People did not realize how far away the heavens really were. It seemed reasonable to them that the sky was a canopy whose edges touched the surface of Earth, and of course the heavenly creatures could go back and forth from Earth to the sky. All these elements added up to satisfying explanations of the world that humans could see and faraway places they could imagine as well. The Sun might be a chariot drawn by horses carrying a shining god across the sky every day. Or a storyteller would assert that a great monster ate up the Moon in stages and then began all over again, which is why the Moon changes shape throughout the month. The ancient Egyptians had an elaborate belief system in which the Pharaoh was identified with the Sun; it was thought that the Pharaohs spirit would ascend heavenward after he died and he would live on as a star.

A painting of Egyptian stellar gods standing before Horus, the falcon-headed god. Image credit: April Arnold, "Ancient Egypt: The Mythology."
A painting of Egyptian stellar gods standing before Horus, the falcon-headed god. Image credit: April Arnold, "Ancient Egypt: The Mythology."

Each group of people each culture made up their own stories, which are generally referred to as myths. Ancient myths explained natural happenings and also contained moral lessons. For example, the Greek story of Apollo and Phaeton demonstrates the dangers of taking on too much responsibility too early. In that story, the Sun king Apollos son Phaeton asks to drive the Suns chariot through the sky, but the boy cannot control the chariot because he is too young and inexperienced. The result is that Earth becomes parched with drought in some places and frozen in others. This episode very likely explained a season of drought or a period of unusually cold weather, but it also taught the members of that community about the problems of granting a child's wish too hastily. Even today, people read and study mythology for insights into social and psychological truths that apply to human behavior now as they did thousands of years ago.

Early Civilizations and Jupiter
Eventually, our ancestors decided that something so grand and beautiful as the sky and these strange wandering lights the planets, the stars, the Sun and Moon must mean something more. They believed that the lights of the planets moved in strange ways because they were alive or were moved by spiritual forces, and were trying to communicate with us here on Earth. A wise man or woman would attempt to interpret the heavens to tell the future, decide arguments between tribe members, or provide answers to questions that people in the tribe asked. They attempted to read what the gods were saying in the sky and then interpreted the message for their people.
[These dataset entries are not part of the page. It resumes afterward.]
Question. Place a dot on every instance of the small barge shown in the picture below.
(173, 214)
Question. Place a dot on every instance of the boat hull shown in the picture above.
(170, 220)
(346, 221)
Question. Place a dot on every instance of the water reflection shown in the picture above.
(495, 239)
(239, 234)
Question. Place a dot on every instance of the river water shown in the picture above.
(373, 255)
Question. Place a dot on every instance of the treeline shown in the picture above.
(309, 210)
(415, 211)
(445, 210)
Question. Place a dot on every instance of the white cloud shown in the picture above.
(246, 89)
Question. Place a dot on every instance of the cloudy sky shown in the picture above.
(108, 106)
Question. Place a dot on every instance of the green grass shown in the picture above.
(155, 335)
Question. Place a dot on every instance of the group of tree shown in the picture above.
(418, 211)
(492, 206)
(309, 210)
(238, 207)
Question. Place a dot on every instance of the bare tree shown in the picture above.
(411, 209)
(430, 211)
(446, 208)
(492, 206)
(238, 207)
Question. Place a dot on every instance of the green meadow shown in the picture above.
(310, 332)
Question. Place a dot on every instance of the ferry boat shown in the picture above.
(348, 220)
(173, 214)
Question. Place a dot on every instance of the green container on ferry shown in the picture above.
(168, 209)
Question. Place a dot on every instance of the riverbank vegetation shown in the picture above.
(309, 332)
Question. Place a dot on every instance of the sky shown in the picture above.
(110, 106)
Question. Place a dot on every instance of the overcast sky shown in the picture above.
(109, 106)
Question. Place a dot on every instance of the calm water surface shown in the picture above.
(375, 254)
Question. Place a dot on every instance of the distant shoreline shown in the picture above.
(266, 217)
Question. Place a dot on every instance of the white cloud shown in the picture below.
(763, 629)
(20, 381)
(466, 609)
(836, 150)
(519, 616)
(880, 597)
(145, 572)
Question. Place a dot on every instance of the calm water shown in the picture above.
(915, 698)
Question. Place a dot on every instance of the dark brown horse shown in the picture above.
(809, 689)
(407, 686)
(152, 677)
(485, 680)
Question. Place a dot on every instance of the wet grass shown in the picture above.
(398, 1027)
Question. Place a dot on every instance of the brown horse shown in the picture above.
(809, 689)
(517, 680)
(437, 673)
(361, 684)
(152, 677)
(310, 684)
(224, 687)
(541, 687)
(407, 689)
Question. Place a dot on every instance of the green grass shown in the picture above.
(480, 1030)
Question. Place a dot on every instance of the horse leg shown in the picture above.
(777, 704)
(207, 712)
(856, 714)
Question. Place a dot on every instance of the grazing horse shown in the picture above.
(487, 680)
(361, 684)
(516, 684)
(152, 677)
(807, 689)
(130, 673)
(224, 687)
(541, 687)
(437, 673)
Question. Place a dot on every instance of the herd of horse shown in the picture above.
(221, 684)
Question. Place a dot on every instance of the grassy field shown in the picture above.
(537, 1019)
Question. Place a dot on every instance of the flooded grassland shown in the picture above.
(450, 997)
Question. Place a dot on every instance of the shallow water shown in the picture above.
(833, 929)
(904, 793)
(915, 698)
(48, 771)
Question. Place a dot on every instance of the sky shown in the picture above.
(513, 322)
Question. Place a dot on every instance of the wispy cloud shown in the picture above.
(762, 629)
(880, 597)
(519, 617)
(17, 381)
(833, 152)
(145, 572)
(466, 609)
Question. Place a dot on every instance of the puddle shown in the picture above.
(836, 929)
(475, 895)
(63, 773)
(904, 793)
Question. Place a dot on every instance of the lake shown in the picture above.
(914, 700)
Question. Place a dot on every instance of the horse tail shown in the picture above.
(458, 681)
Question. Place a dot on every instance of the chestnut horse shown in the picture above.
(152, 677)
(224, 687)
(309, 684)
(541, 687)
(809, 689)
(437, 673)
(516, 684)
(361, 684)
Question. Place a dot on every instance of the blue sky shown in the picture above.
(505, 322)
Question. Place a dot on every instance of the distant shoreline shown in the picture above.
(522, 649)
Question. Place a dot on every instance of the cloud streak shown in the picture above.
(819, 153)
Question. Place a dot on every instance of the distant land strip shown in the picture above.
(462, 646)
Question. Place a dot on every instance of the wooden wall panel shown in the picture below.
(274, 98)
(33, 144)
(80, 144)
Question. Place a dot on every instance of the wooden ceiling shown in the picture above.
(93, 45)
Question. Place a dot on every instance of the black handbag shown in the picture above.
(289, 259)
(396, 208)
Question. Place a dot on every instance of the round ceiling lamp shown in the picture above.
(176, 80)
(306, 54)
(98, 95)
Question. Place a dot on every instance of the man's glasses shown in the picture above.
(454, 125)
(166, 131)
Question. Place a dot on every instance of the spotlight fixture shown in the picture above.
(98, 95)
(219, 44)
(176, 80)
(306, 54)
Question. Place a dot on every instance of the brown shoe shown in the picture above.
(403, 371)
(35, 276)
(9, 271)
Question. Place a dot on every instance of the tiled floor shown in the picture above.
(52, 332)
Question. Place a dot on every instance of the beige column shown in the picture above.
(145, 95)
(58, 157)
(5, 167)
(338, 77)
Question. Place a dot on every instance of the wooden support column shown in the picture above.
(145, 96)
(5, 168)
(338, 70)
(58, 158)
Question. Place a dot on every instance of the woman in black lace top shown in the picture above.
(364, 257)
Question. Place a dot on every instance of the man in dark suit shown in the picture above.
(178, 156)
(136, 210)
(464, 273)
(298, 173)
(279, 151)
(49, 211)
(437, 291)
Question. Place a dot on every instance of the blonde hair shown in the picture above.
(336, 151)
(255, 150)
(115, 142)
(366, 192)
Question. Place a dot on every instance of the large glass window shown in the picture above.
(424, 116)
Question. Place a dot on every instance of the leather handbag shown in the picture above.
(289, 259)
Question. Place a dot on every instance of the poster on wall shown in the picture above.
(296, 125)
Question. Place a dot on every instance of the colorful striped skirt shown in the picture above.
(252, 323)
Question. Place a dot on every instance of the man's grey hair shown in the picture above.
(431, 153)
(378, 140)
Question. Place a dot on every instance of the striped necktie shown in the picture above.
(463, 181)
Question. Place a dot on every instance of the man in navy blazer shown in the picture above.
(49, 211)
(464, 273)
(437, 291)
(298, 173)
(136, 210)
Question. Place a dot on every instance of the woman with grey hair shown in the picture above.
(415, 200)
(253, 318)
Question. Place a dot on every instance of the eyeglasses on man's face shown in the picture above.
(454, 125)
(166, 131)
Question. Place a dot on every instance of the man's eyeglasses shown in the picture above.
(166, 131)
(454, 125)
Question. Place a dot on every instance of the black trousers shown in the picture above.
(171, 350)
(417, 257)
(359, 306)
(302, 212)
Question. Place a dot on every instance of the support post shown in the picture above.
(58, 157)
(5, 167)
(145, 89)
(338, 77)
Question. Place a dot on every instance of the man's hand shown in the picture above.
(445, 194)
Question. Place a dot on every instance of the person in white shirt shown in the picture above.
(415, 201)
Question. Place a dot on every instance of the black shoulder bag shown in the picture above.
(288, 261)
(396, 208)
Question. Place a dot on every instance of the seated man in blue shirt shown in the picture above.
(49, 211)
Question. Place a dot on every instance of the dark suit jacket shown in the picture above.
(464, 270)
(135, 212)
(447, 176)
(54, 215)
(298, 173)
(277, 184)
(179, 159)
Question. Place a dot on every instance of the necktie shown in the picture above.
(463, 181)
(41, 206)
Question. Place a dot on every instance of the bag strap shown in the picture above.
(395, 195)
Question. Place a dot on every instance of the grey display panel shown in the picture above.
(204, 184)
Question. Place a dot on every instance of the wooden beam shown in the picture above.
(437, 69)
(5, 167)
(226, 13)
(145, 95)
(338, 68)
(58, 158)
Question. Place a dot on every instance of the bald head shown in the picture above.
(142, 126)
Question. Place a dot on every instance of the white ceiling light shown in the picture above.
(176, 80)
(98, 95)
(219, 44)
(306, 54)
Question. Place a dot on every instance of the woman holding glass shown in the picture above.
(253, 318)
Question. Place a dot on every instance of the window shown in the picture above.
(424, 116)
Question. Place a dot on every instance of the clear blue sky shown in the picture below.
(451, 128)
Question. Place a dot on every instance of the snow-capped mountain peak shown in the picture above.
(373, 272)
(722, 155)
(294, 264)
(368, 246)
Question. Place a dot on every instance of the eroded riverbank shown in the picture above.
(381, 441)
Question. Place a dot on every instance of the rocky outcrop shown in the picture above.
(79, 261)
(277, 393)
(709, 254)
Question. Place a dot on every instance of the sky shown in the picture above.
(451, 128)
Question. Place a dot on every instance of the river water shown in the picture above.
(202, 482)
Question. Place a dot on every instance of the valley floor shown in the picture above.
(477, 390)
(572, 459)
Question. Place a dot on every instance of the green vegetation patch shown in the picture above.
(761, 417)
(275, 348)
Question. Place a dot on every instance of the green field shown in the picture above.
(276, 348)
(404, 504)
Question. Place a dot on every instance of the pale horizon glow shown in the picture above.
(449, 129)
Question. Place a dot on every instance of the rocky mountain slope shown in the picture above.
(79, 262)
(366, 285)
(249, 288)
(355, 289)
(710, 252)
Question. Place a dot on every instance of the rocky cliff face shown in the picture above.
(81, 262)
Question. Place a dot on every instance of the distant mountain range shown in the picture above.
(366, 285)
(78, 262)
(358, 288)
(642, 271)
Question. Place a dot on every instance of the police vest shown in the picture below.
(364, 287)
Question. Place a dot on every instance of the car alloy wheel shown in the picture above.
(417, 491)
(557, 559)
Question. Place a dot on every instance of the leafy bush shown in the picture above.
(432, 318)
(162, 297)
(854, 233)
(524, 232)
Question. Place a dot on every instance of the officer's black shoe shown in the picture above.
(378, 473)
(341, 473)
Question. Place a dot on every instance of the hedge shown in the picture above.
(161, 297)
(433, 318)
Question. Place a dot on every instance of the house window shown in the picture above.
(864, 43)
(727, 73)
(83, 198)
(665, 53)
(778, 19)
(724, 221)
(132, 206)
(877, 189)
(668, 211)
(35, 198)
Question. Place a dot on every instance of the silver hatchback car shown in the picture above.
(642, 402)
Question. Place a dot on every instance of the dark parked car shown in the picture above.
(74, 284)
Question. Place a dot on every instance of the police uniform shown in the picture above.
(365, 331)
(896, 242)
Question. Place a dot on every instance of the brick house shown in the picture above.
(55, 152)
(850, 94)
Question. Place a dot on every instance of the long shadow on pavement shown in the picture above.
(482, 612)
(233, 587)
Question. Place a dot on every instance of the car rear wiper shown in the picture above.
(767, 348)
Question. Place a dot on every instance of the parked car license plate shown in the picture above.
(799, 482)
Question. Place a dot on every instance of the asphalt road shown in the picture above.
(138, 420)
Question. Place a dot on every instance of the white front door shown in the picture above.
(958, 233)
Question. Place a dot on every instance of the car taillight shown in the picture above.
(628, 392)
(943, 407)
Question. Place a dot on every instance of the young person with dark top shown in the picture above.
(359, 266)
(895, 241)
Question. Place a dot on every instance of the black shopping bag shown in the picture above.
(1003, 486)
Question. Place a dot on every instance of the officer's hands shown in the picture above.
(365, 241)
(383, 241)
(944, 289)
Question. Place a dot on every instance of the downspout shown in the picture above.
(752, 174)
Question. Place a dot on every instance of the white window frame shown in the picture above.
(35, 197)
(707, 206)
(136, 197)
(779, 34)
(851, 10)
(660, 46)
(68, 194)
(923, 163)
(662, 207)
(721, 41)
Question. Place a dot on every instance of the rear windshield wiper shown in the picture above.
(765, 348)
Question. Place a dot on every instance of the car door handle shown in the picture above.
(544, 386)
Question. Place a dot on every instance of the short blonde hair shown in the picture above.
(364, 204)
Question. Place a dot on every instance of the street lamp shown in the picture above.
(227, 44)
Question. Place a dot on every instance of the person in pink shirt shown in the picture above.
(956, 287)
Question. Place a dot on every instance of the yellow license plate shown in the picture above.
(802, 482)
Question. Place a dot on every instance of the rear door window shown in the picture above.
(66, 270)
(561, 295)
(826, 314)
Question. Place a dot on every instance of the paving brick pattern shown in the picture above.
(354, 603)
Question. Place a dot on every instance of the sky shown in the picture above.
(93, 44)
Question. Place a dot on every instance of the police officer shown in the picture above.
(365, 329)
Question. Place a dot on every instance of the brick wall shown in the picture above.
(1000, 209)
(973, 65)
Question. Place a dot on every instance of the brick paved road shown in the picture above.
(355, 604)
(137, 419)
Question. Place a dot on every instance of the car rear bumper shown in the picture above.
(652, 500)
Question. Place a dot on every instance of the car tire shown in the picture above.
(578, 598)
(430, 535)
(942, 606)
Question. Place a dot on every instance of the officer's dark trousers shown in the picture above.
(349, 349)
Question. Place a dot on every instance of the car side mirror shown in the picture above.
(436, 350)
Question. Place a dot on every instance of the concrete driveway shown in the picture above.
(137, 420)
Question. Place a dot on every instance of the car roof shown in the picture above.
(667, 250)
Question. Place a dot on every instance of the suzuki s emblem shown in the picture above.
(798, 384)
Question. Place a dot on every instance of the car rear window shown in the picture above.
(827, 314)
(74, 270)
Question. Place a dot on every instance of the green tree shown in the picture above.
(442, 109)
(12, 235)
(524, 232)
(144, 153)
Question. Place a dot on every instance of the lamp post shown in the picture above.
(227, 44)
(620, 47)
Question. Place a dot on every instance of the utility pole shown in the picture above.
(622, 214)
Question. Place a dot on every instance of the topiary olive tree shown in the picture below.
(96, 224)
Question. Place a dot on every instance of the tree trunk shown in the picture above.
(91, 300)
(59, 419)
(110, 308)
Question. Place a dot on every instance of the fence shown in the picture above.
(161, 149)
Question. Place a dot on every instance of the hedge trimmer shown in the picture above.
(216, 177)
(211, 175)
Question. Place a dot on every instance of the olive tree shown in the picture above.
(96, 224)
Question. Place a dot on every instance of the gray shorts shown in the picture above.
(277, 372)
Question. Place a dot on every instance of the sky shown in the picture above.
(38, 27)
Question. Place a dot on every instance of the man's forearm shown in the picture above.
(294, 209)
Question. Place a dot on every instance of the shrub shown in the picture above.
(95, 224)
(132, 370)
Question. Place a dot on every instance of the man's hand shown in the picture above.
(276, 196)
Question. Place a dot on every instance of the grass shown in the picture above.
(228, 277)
Once people started living in organized communities, the role of these wise men and women became an important profession. The first astronomers in the great civilizations of Sumeria in the Middle East, in Egypt, and in China were priests and soothsayers whose job it was to observe and predict celestial events and tell the king and his subjects what would happen. Humankind learned more and more about predicting natural occurrences when the rainy season would come, for example and how to live within this great scheme of things the best time for planting, and when one should store food for the winter. Many societies developed reasonably accurate calendars. Some early observers recorded solar and lunar eclipses and the appearance of comets. Practical concerns such as navigation, agriculture, and timekeeping were all tied in with observations of the heavens.

Mars and Venus (with Cupid) depicted in a mosaic in Pompeii, about 30 A.D. Image credit: Museo Archeologico Nazionale, Naples.
Mars and Venus (with Cupid) depicted in a mosaic in Pompeii, about 30 A.D. Image credit: Museo Archeologico Nazionale, Naples.

But people in these very early times did not imagine that Earth rotated in empty space and orbited the Sun. They naturally only trusted their senses, and so they believed Earth was immobile. The Sun must revolve around Earth, they thought, along with all the other celestial objects.

Since there were no telescopes back then, there were only a few things these official stargazers could observe about any of the planets: where the planet moved in the sky, how fast it moved, and its brightness. Astrologers attempted to tell the future and attribute meaning to what they saw in the sky. Other than the Sun and Moon, Jupiter and Venus are the two brightest objects in the sky, and so they were generally thought to bring good luck. Mars and Saturn were believed to bring bad luck or to be a sign of evil, probably because they are dimmer. Mars also appears red, the color of blood, and it was associated with war.

Zeus
Zeus

In many different cultures, the planet we know as Jupiter was named after the king of the local gods and often after the sky god of that region. The Romans called this god Jupiter; the Greeks called him Zeus, god of lightning and the sky; and the Germanic tribes called him Donar and later, Thor, both gods of thunder. When the seven-day calendar was invented, the days were named after the planets. Jupiter was considered to rule or in some way influence Thursday, German for Thors day. Jupiter's connection with Thursday is more obvious in the romance languages of French, Spanish, and Italian in those languages that day is called Jeudi, Jueves, and Giovedi.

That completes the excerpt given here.